Delivering Judgment, the late Justice Anthony Yeboah stated as follows:
“It is discriminatory for the 1st Respondent(EC) to continue to register abroad and ensure that a category of citizens studying abroad or working in Ghana’s Missions/ Embassies abroad vote in public elections and referenda while living abroad to the exclusion of Applicants and other similarly circumstanced Ghanaian citizens.”
Around July 2019, immediately after the proceedings for contempt Jean Mensah, the Commissioner, the Electoral Commission (EC) announced that it had started consultations on the Representation of the People Amendment Act (ROPAA) 2006 (Act 699), and will engage the Senegalese Electoral Commission, Ghanaian Community in Senegal and other strategic institutions in Senegal to share ideas and solicit their views towards implementation of the law.
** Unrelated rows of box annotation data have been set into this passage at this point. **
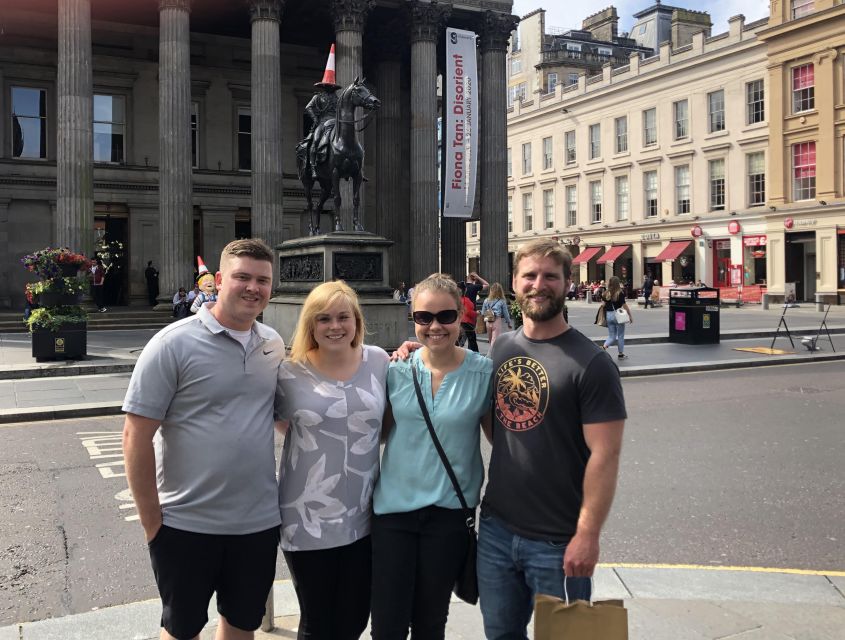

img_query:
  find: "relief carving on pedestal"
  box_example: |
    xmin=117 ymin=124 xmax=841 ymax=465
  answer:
xmin=332 ymin=253 xmax=384 ymax=282
xmin=279 ymin=253 xmax=323 ymax=282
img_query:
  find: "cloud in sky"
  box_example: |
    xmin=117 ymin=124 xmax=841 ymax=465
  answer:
xmin=513 ymin=0 xmax=769 ymax=34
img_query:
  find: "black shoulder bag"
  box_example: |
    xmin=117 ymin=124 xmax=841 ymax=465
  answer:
xmin=411 ymin=364 xmax=478 ymax=604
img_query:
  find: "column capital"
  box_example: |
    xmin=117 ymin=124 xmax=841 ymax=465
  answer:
xmin=158 ymin=0 xmax=191 ymax=11
xmin=329 ymin=0 xmax=376 ymax=32
xmin=480 ymin=11 xmax=519 ymax=51
xmin=247 ymin=0 xmax=285 ymax=22
xmin=408 ymin=0 xmax=452 ymax=42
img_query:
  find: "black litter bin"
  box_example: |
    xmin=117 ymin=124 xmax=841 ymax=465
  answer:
xmin=669 ymin=287 xmax=719 ymax=344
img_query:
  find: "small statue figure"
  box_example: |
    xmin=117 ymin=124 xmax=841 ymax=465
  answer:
xmin=302 ymin=45 xmax=340 ymax=180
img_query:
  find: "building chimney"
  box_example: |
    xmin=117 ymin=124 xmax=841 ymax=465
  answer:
xmin=672 ymin=9 xmax=713 ymax=49
xmin=581 ymin=7 xmax=619 ymax=42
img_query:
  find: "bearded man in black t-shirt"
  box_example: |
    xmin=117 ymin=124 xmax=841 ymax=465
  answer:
xmin=478 ymin=240 xmax=627 ymax=639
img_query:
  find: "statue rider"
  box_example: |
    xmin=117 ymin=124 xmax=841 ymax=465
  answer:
xmin=303 ymin=45 xmax=340 ymax=180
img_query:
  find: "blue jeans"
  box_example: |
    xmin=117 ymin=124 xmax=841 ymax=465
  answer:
xmin=604 ymin=311 xmax=625 ymax=353
xmin=478 ymin=513 xmax=591 ymax=640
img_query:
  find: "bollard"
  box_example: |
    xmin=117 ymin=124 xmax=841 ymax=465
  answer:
xmin=261 ymin=586 xmax=276 ymax=631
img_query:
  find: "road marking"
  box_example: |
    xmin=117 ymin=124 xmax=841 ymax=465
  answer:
xmin=598 ymin=562 xmax=845 ymax=578
xmin=76 ymin=431 xmax=139 ymax=522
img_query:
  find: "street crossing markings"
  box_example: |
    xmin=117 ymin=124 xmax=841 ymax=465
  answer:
xmin=76 ymin=431 xmax=139 ymax=522
xmin=598 ymin=562 xmax=845 ymax=578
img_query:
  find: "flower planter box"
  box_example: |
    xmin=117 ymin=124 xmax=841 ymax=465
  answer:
xmin=32 ymin=322 xmax=88 ymax=362
xmin=58 ymin=262 xmax=79 ymax=278
xmin=38 ymin=291 xmax=79 ymax=307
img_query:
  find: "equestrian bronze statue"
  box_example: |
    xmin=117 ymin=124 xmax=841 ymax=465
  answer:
xmin=296 ymin=45 xmax=381 ymax=235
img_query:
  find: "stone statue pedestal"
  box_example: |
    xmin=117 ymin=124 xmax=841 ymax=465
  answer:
xmin=264 ymin=231 xmax=409 ymax=350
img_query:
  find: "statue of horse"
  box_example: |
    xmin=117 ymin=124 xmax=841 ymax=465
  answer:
xmin=296 ymin=78 xmax=381 ymax=236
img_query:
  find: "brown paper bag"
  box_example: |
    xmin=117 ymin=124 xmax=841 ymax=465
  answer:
xmin=534 ymin=594 xmax=628 ymax=640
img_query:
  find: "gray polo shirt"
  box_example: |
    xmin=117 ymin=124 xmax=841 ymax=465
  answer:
xmin=123 ymin=303 xmax=285 ymax=535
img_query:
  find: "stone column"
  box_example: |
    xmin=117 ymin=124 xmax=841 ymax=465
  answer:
xmin=368 ymin=21 xmax=410 ymax=286
xmin=326 ymin=0 xmax=376 ymax=231
xmin=249 ymin=0 xmax=284 ymax=247
xmin=480 ymin=11 xmax=519 ymax=290
xmin=53 ymin=0 xmax=94 ymax=256
xmin=0 ymin=198 xmax=10 ymax=309
xmin=156 ymin=0 xmax=194 ymax=311
xmin=408 ymin=0 xmax=451 ymax=283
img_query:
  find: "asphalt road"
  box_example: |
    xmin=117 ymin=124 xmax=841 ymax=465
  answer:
xmin=0 ymin=363 xmax=845 ymax=626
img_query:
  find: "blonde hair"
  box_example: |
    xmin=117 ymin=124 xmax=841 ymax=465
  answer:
xmin=290 ymin=280 xmax=367 ymax=362
xmin=411 ymin=273 xmax=464 ymax=311
xmin=513 ymin=238 xmax=572 ymax=280
xmin=603 ymin=276 xmax=622 ymax=302
xmin=487 ymin=282 xmax=505 ymax=300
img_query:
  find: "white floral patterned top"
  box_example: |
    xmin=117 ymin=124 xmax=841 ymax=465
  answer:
xmin=276 ymin=345 xmax=388 ymax=551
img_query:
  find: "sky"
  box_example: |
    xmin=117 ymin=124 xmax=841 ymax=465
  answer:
xmin=513 ymin=0 xmax=769 ymax=35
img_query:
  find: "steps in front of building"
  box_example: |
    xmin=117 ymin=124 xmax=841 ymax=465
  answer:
xmin=0 ymin=307 xmax=173 ymax=333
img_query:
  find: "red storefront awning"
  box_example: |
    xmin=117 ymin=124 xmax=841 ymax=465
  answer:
xmin=654 ymin=240 xmax=692 ymax=262
xmin=596 ymin=244 xmax=631 ymax=264
xmin=572 ymin=247 xmax=602 ymax=264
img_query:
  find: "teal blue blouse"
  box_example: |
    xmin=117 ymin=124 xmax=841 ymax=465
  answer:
xmin=373 ymin=351 xmax=493 ymax=514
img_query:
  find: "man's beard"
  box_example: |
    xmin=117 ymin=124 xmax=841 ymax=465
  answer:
xmin=516 ymin=289 xmax=566 ymax=322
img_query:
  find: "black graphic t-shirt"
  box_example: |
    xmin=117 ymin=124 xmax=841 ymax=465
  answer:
xmin=482 ymin=328 xmax=627 ymax=542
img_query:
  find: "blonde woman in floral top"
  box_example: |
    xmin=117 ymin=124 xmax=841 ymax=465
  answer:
xmin=276 ymin=282 xmax=388 ymax=640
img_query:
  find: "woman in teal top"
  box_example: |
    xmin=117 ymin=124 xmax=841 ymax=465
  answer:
xmin=372 ymin=274 xmax=493 ymax=640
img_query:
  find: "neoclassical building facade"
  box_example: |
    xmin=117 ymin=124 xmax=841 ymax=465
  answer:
xmin=474 ymin=0 xmax=845 ymax=302
xmin=0 ymin=0 xmax=517 ymax=308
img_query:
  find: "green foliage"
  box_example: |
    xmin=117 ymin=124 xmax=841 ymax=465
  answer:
xmin=26 ymin=305 xmax=88 ymax=331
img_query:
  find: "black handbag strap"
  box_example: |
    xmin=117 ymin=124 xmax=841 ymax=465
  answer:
xmin=411 ymin=363 xmax=475 ymax=529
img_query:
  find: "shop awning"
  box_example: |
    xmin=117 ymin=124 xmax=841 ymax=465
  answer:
xmin=654 ymin=240 xmax=692 ymax=262
xmin=596 ymin=244 xmax=631 ymax=264
xmin=572 ymin=247 xmax=602 ymax=264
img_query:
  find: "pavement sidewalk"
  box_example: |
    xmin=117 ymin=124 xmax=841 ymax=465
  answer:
xmin=0 ymin=566 xmax=845 ymax=640
xmin=0 ymin=302 xmax=845 ymax=423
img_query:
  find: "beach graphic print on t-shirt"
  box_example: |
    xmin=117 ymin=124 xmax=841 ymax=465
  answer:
xmin=496 ymin=357 xmax=549 ymax=431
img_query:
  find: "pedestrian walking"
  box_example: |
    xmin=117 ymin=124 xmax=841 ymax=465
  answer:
xmin=372 ymin=274 xmax=493 ymax=640
xmin=91 ymin=258 xmax=108 ymax=313
xmin=599 ymin=276 xmax=634 ymax=360
xmin=144 ymin=260 xmax=158 ymax=307
xmin=458 ymin=282 xmax=478 ymax=353
xmin=123 ymin=240 xmax=285 ymax=640
xmin=276 ymin=281 xmax=388 ymax=640
xmin=643 ymin=273 xmax=654 ymax=309
xmin=478 ymin=239 xmax=626 ymax=639
xmin=481 ymin=282 xmax=513 ymax=347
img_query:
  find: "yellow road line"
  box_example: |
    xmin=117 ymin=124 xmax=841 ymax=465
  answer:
xmin=599 ymin=562 xmax=845 ymax=578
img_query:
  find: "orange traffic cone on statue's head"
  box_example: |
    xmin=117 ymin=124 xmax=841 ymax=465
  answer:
xmin=314 ymin=45 xmax=340 ymax=90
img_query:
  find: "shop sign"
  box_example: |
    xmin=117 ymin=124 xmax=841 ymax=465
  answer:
xmin=731 ymin=264 xmax=742 ymax=287
xmin=742 ymin=236 xmax=766 ymax=247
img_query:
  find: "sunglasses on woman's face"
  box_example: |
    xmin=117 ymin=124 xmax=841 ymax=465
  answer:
xmin=412 ymin=309 xmax=458 ymax=326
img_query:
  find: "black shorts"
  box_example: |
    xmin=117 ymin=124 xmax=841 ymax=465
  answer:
xmin=149 ymin=525 xmax=279 ymax=640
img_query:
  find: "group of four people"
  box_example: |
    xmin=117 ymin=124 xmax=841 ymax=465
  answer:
xmin=124 ymin=240 xmax=626 ymax=640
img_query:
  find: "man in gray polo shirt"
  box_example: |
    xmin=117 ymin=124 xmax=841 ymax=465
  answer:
xmin=123 ymin=240 xmax=285 ymax=640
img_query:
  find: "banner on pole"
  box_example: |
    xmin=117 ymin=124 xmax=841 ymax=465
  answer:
xmin=443 ymin=29 xmax=478 ymax=218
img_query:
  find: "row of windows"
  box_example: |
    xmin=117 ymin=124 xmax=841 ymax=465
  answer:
xmin=508 ymin=141 xmax=816 ymax=232
xmin=508 ymin=80 xmax=772 ymax=177
xmin=11 ymin=87 xmax=252 ymax=171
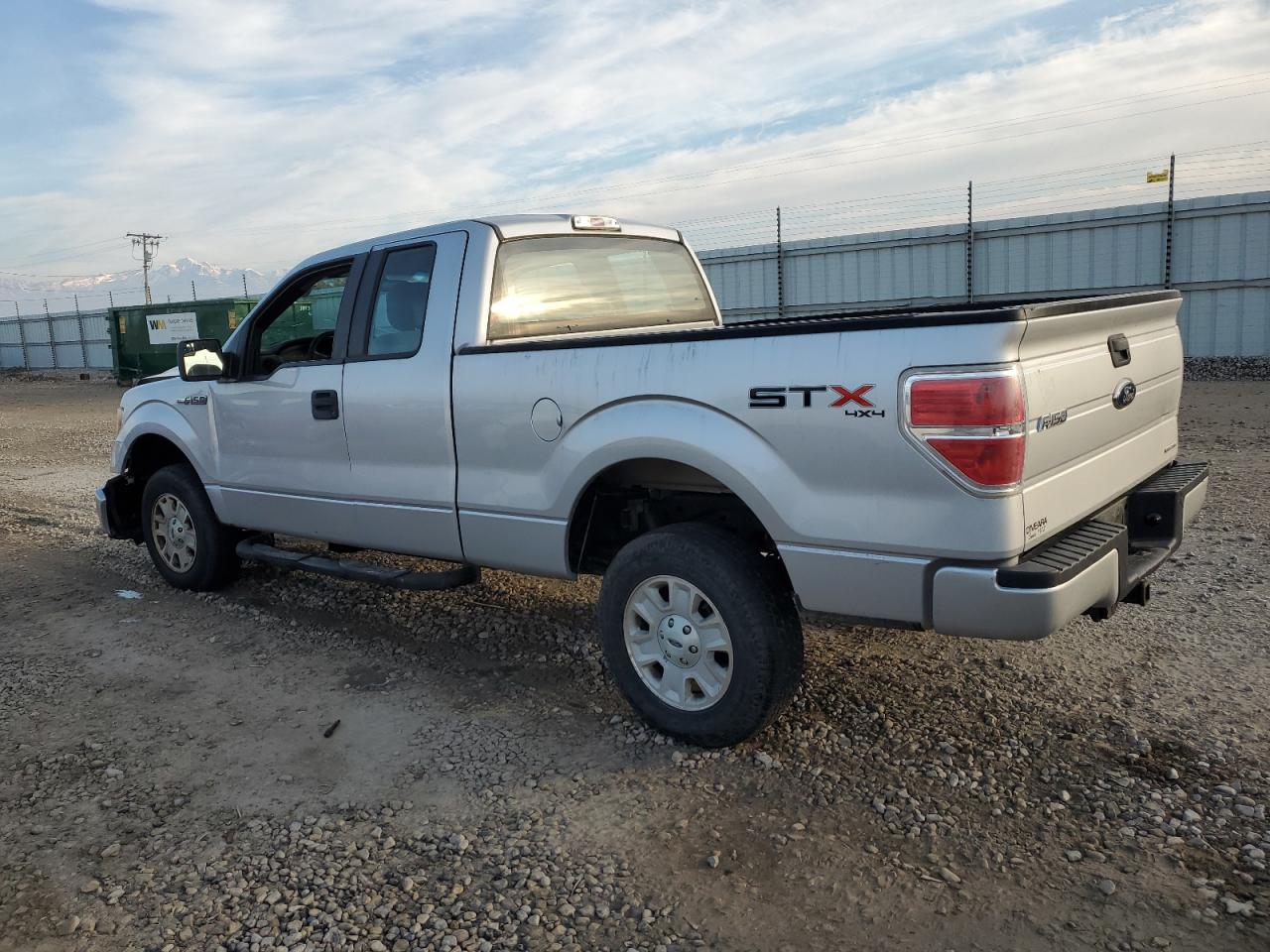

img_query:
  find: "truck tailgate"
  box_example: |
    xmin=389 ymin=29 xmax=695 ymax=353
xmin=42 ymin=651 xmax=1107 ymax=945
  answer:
xmin=1019 ymin=291 xmax=1183 ymax=547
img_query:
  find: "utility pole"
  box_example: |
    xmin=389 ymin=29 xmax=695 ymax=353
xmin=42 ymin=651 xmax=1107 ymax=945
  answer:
xmin=776 ymin=205 xmax=785 ymax=318
xmin=124 ymin=231 xmax=167 ymax=304
xmin=965 ymin=180 xmax=974 ymax=302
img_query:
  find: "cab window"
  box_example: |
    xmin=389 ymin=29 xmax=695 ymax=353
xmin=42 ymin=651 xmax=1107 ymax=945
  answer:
xmin=244 ymin=263 xmax=352 ymax=376
xmin=366 ymin=245 xmax=437 ymax=357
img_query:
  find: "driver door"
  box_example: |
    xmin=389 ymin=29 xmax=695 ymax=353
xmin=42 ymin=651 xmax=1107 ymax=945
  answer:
xmin=208 ymin=257 xmax=364 ymax=543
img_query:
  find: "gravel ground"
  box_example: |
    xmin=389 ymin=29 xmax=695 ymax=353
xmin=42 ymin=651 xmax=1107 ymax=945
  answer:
xmin=0 ymin=372 xmax=1270 ymax=952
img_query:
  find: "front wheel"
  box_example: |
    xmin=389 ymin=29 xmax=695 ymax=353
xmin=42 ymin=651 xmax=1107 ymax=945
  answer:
xmin=599 ymin=523 xmax=803 ymax=748
xmin=141 ymin=464 xmax=241 ymax=591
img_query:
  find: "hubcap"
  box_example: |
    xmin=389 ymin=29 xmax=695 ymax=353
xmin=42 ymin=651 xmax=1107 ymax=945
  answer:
xmin=622 ymin=575 xmax=733 ymax=711
xmin=150 ymin=493 xmax=198 ymax=572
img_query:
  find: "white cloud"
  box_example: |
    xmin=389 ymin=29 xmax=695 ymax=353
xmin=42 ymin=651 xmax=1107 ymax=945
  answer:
xmin=0 ymin=0 xmax=1270 ymax=297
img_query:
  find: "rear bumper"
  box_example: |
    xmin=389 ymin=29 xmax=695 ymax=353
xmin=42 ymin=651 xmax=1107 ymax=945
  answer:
xmin=931 ymin=462 xmax=1207 ymax=640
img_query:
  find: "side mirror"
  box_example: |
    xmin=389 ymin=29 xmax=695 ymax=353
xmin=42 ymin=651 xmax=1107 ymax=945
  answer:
xmin=177 ymin=337 xmax=225 ymax=381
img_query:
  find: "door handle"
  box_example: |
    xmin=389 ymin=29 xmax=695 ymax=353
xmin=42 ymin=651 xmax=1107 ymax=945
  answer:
xmin=312 ymin=390 xmax=339 ymax=420
xmin=1107 ymin=334 xmax=1133 ymax=367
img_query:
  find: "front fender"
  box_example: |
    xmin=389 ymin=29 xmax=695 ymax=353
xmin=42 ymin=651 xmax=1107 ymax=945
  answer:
xmin=118 ymin=400 xmax=213 ymax=485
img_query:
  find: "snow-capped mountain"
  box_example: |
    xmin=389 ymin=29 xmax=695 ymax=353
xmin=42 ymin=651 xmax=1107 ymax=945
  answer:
xmin=0 ymin=258 xmax=285 ymax=313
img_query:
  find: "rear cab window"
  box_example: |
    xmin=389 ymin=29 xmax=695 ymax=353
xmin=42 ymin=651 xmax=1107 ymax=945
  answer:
xmin=486 ymin=235 xmax=717 ymax=341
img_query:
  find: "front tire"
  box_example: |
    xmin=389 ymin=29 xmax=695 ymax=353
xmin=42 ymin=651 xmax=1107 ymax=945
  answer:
xmin=599 ymin=523 xmax=803 ymax=748
xmin=141 ymin=464 xmax=241 ymax=591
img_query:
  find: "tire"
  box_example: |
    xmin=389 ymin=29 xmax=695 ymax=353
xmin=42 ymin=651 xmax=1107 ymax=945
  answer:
xmin=141 ymin=464 xmax=241 ymax=591
xmin=599 ymin=523 xmax=803 ymax=748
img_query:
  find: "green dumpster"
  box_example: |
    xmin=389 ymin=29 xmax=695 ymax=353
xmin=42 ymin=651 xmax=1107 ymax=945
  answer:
xmin=107 ymin=298 xmax=259 ymax=385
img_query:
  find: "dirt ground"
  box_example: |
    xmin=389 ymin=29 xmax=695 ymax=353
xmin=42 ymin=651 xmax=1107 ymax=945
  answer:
xmin=0 ymin=378 xmax=1270 ymax=952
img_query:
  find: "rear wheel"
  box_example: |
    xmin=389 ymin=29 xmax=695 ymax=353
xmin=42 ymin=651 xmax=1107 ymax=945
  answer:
xmin=599 ymin=523 xmax=803 ymax=747
xmin=141 ymin=464 xmax=240 ymax=591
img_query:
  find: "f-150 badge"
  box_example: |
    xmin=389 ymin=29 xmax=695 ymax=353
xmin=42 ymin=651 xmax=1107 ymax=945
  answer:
xmin=1036 ymin=410 xmax=1067 ymax=432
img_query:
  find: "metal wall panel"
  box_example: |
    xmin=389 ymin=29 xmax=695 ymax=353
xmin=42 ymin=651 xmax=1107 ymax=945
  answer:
xmin=701 ymin=191 xmax=1270 ymax=357
xmin=0 ymin=311 xmax=112 ymax=369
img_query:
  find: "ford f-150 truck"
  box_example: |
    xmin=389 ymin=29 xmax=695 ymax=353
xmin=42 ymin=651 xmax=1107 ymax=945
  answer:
xmin=96 ymin=216 xmax=1207 ymax=745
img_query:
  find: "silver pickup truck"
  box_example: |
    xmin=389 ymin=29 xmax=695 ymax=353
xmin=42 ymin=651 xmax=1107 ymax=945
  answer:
xmin=96 ymin=216 xmax=1207 ymax=747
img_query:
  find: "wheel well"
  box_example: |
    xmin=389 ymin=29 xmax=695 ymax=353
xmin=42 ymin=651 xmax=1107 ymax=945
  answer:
xmin=110 ymin=432 xmax=190 ymax=542
xmin=569 ymin=458 xmax=777 ymax=574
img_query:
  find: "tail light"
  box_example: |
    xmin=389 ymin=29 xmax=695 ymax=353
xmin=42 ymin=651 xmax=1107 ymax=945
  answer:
xmin=904 ymin=368 xmax=1028 ymax=493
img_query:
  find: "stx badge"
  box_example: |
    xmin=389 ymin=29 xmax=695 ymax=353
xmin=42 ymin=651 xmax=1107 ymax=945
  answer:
xmin=749 ymin=384 xmax=886 ymax=417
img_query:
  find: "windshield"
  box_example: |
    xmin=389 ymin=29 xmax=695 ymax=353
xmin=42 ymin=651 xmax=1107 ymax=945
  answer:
xmin=488 ymin=235 xmax=715 ymax=340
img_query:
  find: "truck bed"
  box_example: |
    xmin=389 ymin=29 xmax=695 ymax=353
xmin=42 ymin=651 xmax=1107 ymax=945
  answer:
xmin=458 ymin=290 xmax=1181 ymax=354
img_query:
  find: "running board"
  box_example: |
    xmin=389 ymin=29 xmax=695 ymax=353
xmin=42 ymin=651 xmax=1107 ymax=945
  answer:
xmin=236 ymin=536 xmax=480 ymax=591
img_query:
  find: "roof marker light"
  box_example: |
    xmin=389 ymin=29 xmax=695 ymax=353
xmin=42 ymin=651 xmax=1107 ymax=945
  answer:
xmin=572 ymin=214 xmax=622 ymax=231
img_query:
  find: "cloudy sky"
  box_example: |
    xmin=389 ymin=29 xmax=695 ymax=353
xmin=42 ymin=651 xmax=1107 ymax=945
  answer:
xmin=0 ymin=0 xmax=1270 ymax=287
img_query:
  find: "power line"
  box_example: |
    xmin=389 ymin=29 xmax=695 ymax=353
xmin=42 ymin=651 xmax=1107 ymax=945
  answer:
xmin=124 ymin=231 xmax=164 ymax=304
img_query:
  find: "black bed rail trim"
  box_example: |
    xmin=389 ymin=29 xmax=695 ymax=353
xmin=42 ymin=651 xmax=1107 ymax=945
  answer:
xmin=458 ymin=291 xmax=1181 ymax=355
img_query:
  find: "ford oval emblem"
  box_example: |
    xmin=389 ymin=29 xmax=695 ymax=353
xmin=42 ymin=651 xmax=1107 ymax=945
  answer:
xmin=1111 ymin=378 xmax=1138 ymax=410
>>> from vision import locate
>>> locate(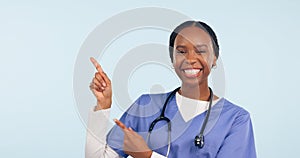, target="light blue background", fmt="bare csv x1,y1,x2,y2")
0,0,300,158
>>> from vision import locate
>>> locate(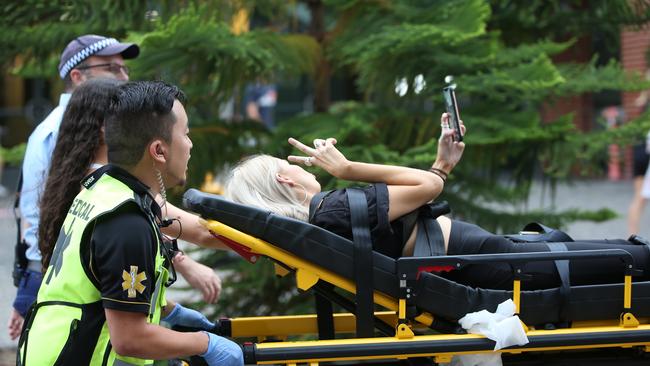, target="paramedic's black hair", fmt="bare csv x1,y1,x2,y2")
106,81,185,168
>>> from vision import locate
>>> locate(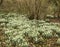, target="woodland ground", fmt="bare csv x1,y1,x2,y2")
0,13,60,47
In the Court proceedings for contempt against the Electoral Commissioner, Mrs Jean Mensah, she deposed as follows:
“I say yet again that, having been seized with the orders of the court after my appointment in July 2018, and ensuring that steps are taken in complying with the orders of the Court, I through my lawyers filed an application for extension of time within which the operationalization of Act 699 would take place and in the said application I stated the reasons for the Electoral Commission's inability to comply with the timelines set out in the judgment of the court referred to above. Attached marked Exhibit JAM 1 is a copy of the application for extension of time filed on 30th January 2019”.
The application was thus dismissed.
It seems that in May 2019, the EC was granted a further 12 months extension within which to implement Act 699.
It would appear that the Covid19 pandemic has proved a welcome intervention for anyone who has been feeling paranoid about the implementation of Act 699.